Nous voilà donc mûrs pour une autre aventure, celle du partage (partiel) de notre périple avec des visiteurs. Pas au point d'envisager, comme d'autres navigateurs le font, d'embarquer des équipiers inconnus pour renforcer l'équipage. Non, tout de même pas, ce voyage reste le nôtre. Mais nous apprécierons d'accueillir à terre ou à bord en petite navigation les gens que nous aimons.

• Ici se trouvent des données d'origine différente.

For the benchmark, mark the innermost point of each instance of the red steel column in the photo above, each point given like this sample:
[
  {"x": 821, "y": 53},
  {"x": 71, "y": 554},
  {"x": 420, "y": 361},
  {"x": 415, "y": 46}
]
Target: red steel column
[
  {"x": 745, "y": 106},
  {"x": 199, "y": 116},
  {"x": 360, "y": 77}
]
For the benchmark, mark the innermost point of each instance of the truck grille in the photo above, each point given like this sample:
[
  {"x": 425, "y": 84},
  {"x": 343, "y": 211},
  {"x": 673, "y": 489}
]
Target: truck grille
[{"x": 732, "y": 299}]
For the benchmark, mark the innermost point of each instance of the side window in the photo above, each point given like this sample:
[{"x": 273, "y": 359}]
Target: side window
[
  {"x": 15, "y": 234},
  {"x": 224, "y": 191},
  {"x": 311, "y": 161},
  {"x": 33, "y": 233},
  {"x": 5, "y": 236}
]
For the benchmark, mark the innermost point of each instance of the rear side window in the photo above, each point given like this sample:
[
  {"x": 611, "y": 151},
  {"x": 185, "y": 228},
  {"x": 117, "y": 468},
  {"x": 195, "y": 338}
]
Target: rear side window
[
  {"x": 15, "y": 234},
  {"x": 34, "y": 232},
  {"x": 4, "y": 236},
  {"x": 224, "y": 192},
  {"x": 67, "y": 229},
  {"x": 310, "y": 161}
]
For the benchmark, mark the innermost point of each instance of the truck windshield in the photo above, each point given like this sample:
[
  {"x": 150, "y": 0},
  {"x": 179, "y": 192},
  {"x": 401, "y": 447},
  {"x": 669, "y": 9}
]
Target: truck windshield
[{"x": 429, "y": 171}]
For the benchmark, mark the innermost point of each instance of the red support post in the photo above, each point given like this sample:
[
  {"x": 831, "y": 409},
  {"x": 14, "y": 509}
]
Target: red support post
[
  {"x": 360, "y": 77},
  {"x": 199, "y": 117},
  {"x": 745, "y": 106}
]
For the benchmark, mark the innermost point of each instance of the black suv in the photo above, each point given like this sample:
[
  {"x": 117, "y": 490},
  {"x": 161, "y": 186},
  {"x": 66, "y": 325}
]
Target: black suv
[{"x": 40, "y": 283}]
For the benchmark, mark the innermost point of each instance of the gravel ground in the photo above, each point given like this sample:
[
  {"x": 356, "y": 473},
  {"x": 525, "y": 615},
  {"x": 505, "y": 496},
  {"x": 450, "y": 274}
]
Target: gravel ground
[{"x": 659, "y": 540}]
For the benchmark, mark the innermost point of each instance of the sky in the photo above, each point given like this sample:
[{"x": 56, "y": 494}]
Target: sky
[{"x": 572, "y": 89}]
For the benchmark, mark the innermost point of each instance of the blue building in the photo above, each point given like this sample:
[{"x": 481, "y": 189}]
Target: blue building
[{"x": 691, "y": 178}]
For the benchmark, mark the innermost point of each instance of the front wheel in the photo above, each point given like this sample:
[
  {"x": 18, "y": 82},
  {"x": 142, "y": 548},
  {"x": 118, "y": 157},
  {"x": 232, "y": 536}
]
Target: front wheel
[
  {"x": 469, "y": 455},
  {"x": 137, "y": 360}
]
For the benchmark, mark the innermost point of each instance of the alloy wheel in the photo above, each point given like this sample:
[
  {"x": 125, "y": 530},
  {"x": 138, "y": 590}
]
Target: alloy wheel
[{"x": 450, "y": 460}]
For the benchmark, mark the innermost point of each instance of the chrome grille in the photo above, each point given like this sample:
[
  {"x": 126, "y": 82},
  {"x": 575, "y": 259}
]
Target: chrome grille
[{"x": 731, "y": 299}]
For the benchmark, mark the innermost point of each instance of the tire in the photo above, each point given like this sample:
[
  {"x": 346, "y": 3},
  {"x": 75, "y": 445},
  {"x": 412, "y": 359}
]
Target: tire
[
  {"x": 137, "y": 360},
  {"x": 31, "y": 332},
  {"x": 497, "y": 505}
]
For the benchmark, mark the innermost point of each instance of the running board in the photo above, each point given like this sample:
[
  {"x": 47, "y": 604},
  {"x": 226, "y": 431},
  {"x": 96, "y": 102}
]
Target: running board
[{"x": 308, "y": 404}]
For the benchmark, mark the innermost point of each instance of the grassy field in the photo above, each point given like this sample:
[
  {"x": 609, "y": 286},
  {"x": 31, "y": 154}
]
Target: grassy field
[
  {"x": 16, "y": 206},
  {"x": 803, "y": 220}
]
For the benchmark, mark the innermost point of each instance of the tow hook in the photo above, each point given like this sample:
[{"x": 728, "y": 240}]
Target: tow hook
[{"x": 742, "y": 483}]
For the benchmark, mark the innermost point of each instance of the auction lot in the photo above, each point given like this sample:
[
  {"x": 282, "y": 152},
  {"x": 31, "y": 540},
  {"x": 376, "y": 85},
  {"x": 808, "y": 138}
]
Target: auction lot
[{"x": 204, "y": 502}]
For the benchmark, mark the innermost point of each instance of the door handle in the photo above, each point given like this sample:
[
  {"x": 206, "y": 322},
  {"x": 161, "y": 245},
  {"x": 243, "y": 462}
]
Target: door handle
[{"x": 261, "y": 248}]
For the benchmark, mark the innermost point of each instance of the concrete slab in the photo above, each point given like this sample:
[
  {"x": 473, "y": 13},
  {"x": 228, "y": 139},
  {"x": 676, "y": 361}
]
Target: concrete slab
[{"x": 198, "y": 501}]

Avis aux amateurs : les grandes traversées et le Cap Horn restent pour nous deux seulement !
-
Karel, un ami d'Ariel, qui évoquait lui aussi depuis longtemps l'idée de profiter de notre voyage pour faire un tour en Amérique Latine a été catégorique : jamais dans cette partie-là du continent, c'est plat et sans intérêt, J'attendrais que vous soyez au Chili !
-
Notre capacité à communiquer dans les trois langues aide à élargir vite nos réseaux relationnels ! Plusieurs invitations à prendre un verre ou un repas étaient dans l'air, invitations auxquelles nos amis français pouvaient se joindre, selon la difficulté de la langue ou l'intérêt pour eux de la rencontre.
-
L'arbitraire des pays ex-dictatures qui n'ont pas encore totalement remis leurs corps armés au service de la population a encore frappé : la première sortie en mer a été autorisée avec mansuétude, mais la seconde a été conditionnée à une paperasserie qui promettait de nous prendre plusieurs heures, et nous avons donc renoncé. Impossible de savoir ce qui a été à l'origine de la réponse différente de la même autorité, à quelques jours d'intervalle, pour la même demande.
-
Et plus de la moitié du temps, Sylvie et Alain vivent sans nous, comme ils en ont envie et besoin : grasse matinée, shopping, balades à caractère touristique. Après tout, ils ne sont pas venus que pour nous rendre visite.
-
De fait, les prochains visiteurs sont déjà connus. En aout la maman et la sœur d'Ariel viendront nous voir au Brésil. En septembre ou octobre c'est ma fille et son chéri qui nous retrouverons en Uruguay ou en Argentine pour nous voir finir nos préparatifs pour le Grand Sud et peut-être une petite tranche de navigation. En novembre, nous embarquerons sans doute le jeune Bruce, le fils de la lagune, pour un bout de la route vers le Sud. Et à la fin de l'année, peut-être ma sœur parviendra-t'elle à s'extraire de ses contraintes pour atterrir avec tout ou partie de sa tribu, louant un camping-car pour venir nous rejoindre sans savoir à l'avance où nous serons et suivre éventuellement par la terre une partie du détroit de Magellan.